Frameworks like vitest already support this feature, example:
import { test, expect } from 'vitest';
const delay = (ms: number) => new Promise(r => setTimeout(r, ms));
test.concurrent('test A - 3s delay', async () => {
const start = Date.now();
console.log('A started at', new Date().toISOString());
await delay(3000);
console.log('A ended after', (Date.now() - start) / 1000, 'seconds');
expect(true).toBe(true);
});
test.concurrent('test B - 3s delay', async () => {
const start = Date.now();
console.log('B started at', new Date().toISOString());
await delay(3000);
console.log('B ended after', (Date.now() - start) / 1000, 'seconds');
expect(true).toBe(true);
});
test.concurrent('test C - 3s delay', async () => {
const start = Date.now();
console.log('C started at', new Date().toISOString());
await delay(3000);
console.log('C ended after', (Date.now() - start) / 1000, 'seconds');
expect(true).toBe(true);
});
vitest.config.ts:
import { defineConfig } from 'vitest/config';
export default defineConfig({
test: {
pool: 'threads',
maxThreads: 1,
minThreads: 1,
},
});
Output from vitest
❯ npx vitest run
RUN v4.0.7 /Users/ramakrs7/work/vitest
stdout | parallel.test.ts > test C - 3s delay
A started at 2025-11-05T09:29:03.228Z
B started at 2025-11-05T09:29:03.228Z
C started at 2025-11-05T09:29:03.228Z
stdout | parallel.test.ts > test C - 3s delay
A ended after 3.002 seconds
stdout | parallel.test.ts
B ended after 3.006 seconds
stdout | parallel.test.ts
C ended after 3.007 seconds
✓ parallel.test.ts (3 tests) 3008ms
✓ test A - 3s delay 3006ms
✓ test B - 3s delay 3007ms
✓ test C - 3s delay 3007ms
Test Files 1 passed (1)
Tests 3 passed (3)
Start at 14:59:03
Duration 3.08s (transform 9ms, setup 0ms, collect 13ms, tests 3.01s, environment 0ms, prepare 2ms)

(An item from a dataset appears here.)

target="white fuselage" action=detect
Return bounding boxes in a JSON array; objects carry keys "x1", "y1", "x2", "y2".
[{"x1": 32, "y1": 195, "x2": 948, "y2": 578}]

~In your scenario where you run 100 tests concurrently, do you have 100 browsers running as well?~
Ah, I see that you are using @playwright/test for the API testing.
We are not too comfortable running tests in a single Node concurrently:
- a failure in one test can lead to the side-effects in the other tests
- unhandled errors can't be contributed to the failing test too
That, in combination with the regular @playwright/test application where the browser is present, produced the current architecture.
Sounds like you're trying to do API load testing, I would recommend k6 for this not Playwright
Sounds like you're trying to do API load testing, I would recommend k6 for this not Playwright
Hi, thanks for your reply. It is just lots of tests , with each having to wait a bit for verifying results.